Frequently Asked Questions
How much should I contribute to TSP in 2026?
Minimum: 5% (to maximize employer match for FERS). Recommended: 10-15% of salary if possible. Maximum: $23,500/year (IRS limit for 2024, may be higher in 2026). The more you contribute now, the more compound growth you'll have by retirement. Most financial advisors recommend maxing out TSP if you can afford it.
Can I change my allocation later if my life circumstances change?
Yes. You can change your L Fund selection or individual fund allocation anytime through the TSP website (tsp.gov). No penalty, no approval needed. If you have a major life event (job loss, marriage, retirement), reassess your allocation.

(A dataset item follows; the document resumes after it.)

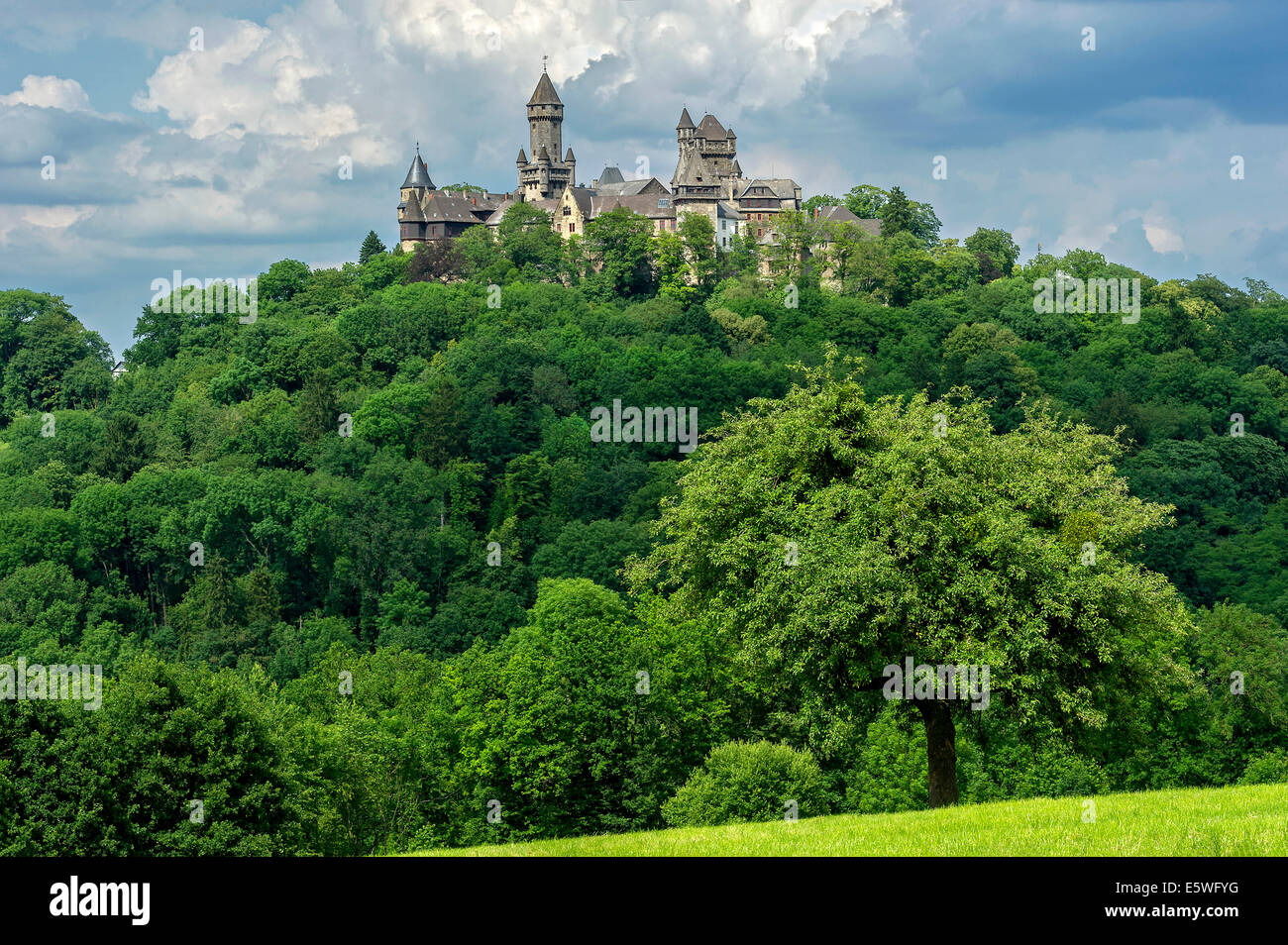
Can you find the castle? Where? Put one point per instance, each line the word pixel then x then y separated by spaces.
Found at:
pixel 707 180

What happens to my TSP if I leave federal service?
Your TSP remains invested and continues growing. You can leave it in TSP, roll it to an IRA, or withdraw it (with taxes and penalties if before 59½). Most employees leave TSP alone because of low expenses and good fund options. Withdrawal rules are complex—consult a tax professional.
Should I use the G Fund to avoid stock market volatility?

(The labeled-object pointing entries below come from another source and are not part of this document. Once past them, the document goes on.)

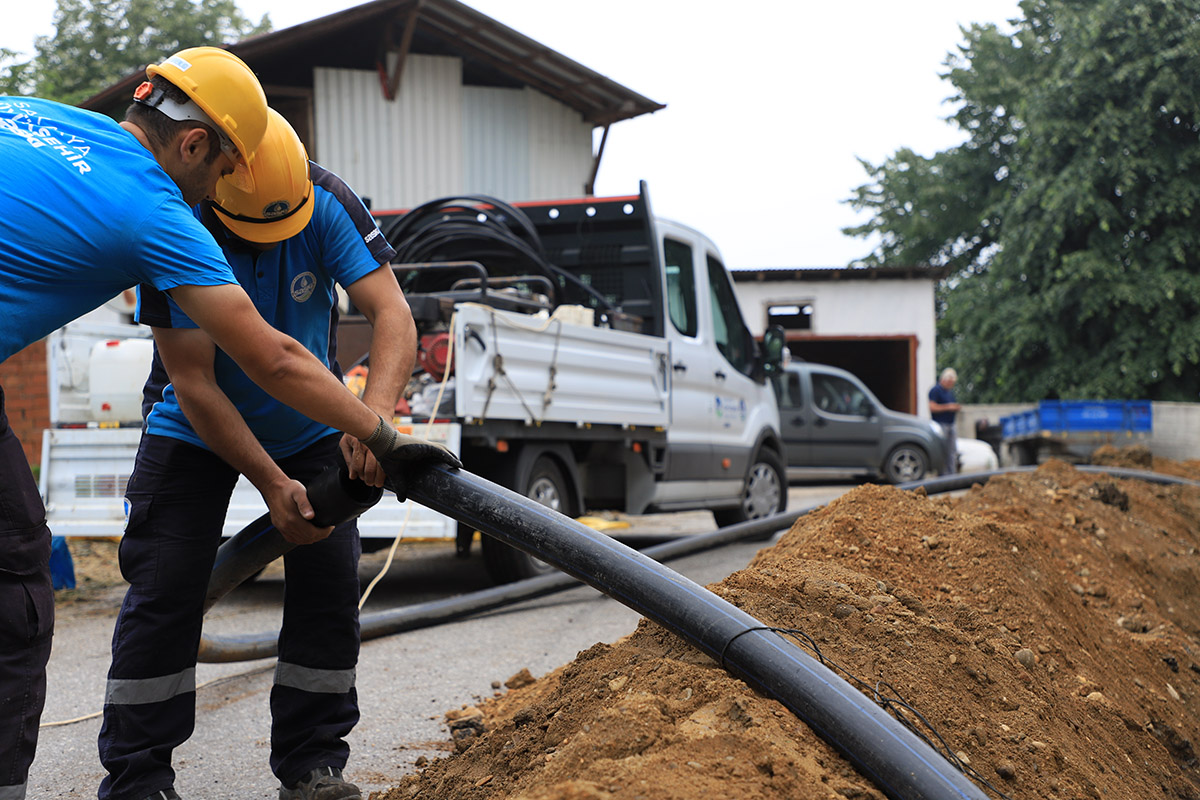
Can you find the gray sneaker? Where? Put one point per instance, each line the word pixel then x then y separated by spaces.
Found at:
pixel 322 783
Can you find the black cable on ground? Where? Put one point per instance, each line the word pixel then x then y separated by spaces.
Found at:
pixel 900 762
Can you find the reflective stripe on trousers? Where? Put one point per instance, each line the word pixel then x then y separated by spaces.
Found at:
pixel 307 679
pixel 124 691
pixel 12 792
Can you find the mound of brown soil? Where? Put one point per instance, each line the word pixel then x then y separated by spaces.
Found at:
pixel 1045 625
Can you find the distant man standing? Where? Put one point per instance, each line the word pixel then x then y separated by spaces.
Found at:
pixel 943 407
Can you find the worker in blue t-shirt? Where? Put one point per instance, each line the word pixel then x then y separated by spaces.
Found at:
pixel 210 423
pixel 88 209
pixel 943 408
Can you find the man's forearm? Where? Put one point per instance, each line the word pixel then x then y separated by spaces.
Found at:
pixel 274 360
pixel 393 355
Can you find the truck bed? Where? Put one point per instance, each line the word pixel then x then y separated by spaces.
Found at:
pixel 535 370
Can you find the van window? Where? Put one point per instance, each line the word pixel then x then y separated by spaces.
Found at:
pixel 732 337
pixel 835 395
pixel 787 389
pixel 681 286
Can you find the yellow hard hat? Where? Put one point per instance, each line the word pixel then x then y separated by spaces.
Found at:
pixel 225 89
pixel 281 202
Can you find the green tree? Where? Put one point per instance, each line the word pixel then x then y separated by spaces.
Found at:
pixel 99 42
pixel 1069 215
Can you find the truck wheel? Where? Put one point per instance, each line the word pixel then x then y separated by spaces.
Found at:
pixel 765 492
pixel 905 463
pixel 547 486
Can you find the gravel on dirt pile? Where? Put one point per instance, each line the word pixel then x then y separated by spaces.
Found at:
pixel 1045 625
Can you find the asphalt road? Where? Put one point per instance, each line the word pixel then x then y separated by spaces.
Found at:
pixel 406 683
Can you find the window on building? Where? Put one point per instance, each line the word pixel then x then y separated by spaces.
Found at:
pixel 791 316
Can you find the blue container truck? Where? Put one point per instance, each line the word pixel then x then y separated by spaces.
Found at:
pixel 1072 429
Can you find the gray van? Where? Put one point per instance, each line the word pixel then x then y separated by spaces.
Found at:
pixel 833 423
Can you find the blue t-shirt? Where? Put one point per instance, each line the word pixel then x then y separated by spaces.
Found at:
pixel 85 212
pixel 292 286
pixel 940 394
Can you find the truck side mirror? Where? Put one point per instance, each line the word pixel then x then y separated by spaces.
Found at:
pixel 773 344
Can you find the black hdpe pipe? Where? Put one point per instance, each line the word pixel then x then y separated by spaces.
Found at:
pixel 262 545
pixel 780 659
pixel 901 764
pixel 895 759
pixel 335 499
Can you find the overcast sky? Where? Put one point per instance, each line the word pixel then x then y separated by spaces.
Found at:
pixel 768 102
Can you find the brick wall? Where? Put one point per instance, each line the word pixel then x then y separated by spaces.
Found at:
pixel 27 397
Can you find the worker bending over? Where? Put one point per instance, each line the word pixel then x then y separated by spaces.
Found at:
pixel 298 233
pixel 88 209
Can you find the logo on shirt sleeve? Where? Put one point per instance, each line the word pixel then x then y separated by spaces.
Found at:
pixel 303 286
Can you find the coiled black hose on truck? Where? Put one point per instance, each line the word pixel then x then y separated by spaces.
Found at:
pixel 895 759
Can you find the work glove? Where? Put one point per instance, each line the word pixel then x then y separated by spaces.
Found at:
pixel 399 452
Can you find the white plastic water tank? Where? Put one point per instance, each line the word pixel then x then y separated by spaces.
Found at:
pixel 117 371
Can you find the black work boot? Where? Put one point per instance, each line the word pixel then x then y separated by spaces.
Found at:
pixel 322 783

No. G Fund returns are historically around 2-3% annually (below inflation). At that rate, your money loses purchasing power. Even conservative investors should use at least 50% bonds (F Fund) rather than G Fund. Accept some volatility for real growth.
Is the I Fund (international stocks) necessary?
Recommended but optional. International diversification provides some protection if US stocks underperform. Allocating 10-20% to I Fund is typical. Many aggressive US-focused investors skip it. Most balanced investors include it for diversification.